I'm short on time, but I want to go ahead and post a few more notes from Bawarshi--continue my plan to write through the reading for the summer course.  These are really floating bits--note-worthy, but sliding underneath any more inquisitive response from me:

  1. adopt-a-discipline (163):  This comes in the final chapter on the pedagogical implications of genre theory as Bawarshi entangles it with systems theory, situated cognition, ecologies of invention, and activity.  The idea is that FYW students would size up a discipline by examining various genres constituting disciplinary activity.  Seems to me that this, along with writing in the disciplines (WID) strands of Bawarshi's work might work better with final-year writing students, perhaps juniors or seniors who have more firmly committed to a particular field of study.  Lots of other issues with this, including whether it over-ambitiously emphasizes professionalization, etc.
  2. "genre game" (164): Hold this up to Anthony Giddens's stuff on 117-118.  Gaming tropes can be misleading.  Are they misleading in this case?  If we accept that it's possible for students to "game" genres, what other forms of extra-generic activity are they entering into and what interest might we find in it?
  3. list of B.'s examples (143): "PMHF [Patient Medical History Form], the social workers' assessment report, the resume, the course journal, the 'king's speech,' the greeting card, the syllabus, the writing prompt, and the student essay" (143). 
  4. "One way teachers can help students reposition themselves within such spheres of agency is to make genres analytically visible to students so that students can participate within and negotiate them more meaningfully and critically" (141).  Does this refer only to "loaded" genres--pre-existing, recognized, conventional?  Genre as...?
  5. choreographic force [of genre] (134): "[Yates and Orlikowski] describe how genre systems choreograph interactions among participants and activities chronologically (by way of measurable, quantifiable, 'objective' time) and kairotically (by way of constructing a sense of timeliness and opportunity in specific situations) within communities (2002, 108-10). In terms of chronos, the writing prompt assigns a specific time sequence for the production of the student essay, often delimiting what is due at what time and when" (134).  I understand the need for deadlines, but does this feature/attribute of genre suggest that it enforces artificial rates of production (given to institutional convene-iences)?
  6. coercive genre (120): "No doubt, the syllabus is a coercive genre, in the same way that all genres are coercive to some degree or another.  It establishes the situated rules of conduct students and teacher will be expected to meet, including penalties for disobeying them."  Yikes.  Genre as fear-maker and order-keeper.
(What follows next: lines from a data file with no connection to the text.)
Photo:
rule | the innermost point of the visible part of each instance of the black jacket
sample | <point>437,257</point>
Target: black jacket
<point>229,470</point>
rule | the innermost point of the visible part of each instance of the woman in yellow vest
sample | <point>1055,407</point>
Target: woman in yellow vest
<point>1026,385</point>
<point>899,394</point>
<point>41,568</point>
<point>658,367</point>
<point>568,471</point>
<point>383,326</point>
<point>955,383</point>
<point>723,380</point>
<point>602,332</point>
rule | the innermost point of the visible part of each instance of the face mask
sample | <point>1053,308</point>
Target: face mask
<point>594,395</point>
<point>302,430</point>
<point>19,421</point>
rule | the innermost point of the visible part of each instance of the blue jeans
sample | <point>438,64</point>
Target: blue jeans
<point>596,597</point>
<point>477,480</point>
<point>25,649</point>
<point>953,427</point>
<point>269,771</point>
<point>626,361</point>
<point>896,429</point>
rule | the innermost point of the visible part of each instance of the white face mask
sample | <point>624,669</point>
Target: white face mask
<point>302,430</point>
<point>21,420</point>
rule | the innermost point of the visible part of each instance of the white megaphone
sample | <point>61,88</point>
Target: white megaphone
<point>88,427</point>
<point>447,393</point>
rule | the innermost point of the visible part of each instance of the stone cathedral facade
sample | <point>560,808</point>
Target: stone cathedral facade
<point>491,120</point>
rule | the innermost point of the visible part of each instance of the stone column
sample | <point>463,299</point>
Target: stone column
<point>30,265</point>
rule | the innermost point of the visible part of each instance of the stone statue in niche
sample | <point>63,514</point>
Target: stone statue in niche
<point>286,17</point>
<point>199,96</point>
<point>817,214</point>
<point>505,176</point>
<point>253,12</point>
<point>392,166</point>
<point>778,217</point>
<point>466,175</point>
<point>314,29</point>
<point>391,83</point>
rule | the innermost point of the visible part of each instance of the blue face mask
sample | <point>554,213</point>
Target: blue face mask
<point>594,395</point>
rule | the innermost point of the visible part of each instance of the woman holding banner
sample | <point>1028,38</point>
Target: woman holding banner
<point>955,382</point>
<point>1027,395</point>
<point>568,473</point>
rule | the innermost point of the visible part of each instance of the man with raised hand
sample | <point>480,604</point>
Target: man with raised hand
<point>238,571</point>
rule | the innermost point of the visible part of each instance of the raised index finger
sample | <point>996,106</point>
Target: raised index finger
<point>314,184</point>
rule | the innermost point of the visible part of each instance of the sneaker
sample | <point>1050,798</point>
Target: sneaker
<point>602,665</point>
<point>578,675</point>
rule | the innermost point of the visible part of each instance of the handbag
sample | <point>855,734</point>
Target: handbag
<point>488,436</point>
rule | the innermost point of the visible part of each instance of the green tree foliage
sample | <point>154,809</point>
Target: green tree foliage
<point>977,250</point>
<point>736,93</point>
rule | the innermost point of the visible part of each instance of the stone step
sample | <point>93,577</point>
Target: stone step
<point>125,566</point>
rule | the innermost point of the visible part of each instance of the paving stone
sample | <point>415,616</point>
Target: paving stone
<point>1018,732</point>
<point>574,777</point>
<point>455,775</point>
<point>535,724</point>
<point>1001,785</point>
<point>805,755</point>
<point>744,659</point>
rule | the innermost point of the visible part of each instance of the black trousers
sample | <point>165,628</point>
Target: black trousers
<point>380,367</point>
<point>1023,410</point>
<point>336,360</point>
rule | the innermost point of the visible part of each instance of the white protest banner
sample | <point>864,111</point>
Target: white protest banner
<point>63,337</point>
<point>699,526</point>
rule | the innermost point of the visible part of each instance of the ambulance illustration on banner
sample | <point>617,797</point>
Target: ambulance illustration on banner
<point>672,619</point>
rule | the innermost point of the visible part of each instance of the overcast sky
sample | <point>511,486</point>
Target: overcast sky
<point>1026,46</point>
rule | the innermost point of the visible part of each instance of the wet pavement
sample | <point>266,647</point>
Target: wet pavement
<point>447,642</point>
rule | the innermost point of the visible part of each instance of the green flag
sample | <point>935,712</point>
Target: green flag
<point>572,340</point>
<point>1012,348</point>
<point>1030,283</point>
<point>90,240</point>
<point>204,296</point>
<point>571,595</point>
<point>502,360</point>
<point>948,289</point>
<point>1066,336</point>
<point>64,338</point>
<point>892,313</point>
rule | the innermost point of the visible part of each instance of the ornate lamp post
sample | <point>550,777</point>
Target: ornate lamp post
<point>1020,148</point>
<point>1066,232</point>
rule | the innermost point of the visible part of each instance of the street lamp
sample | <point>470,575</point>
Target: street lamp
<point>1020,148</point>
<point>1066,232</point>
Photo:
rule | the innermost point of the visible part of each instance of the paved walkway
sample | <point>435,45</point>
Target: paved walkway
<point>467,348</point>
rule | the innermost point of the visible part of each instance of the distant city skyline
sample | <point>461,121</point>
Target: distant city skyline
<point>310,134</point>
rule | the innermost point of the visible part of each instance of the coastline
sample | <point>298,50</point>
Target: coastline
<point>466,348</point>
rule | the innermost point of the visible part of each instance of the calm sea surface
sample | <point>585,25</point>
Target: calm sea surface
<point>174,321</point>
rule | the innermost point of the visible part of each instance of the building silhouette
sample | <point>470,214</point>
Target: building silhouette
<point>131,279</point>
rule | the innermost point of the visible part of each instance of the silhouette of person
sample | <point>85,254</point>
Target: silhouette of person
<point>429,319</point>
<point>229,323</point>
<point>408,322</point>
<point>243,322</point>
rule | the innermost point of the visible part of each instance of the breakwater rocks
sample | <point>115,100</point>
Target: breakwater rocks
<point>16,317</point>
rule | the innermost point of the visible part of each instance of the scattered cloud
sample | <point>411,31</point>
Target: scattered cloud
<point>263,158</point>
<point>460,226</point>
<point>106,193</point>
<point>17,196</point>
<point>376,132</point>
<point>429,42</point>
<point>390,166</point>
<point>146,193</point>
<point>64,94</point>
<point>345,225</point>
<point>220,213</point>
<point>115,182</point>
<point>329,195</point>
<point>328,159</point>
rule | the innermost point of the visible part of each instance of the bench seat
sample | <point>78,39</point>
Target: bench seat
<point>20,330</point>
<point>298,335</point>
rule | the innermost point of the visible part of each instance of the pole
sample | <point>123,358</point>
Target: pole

  7. "Participants in one activity system, for instance, use some genres to communicate with participants in other activity systems, thereby forming intra- and intergenre system relations" (116).  How does this match up with what Miller gives us as both relational, hierarchic and virtual discourse communities.  Is the intra-/inter-genre system noted by Bawarshi oriented toward or within any particular one of Miller's classes?  Which one? The GC example (107) also defers to a hierarchical--nested genre systems, etc.
  8. Ref. to Bazerman's "humble genres" (106)  Genres of the everyday?  What makes a genre humble?  Does this mean that it's not officially recognized as a literary genre?  Also, what are the limits to the communicative social activity spheres genre might be used to characterize?  If writing is a "way of being in the world," so are other (non-textual, non-linguistic?) communicative interactions, including ones where the utterance is less neatly captured in an explicit form or artifact-ready medium--tacit knowledge, feeling, patterned social action that falls outside the production of a text?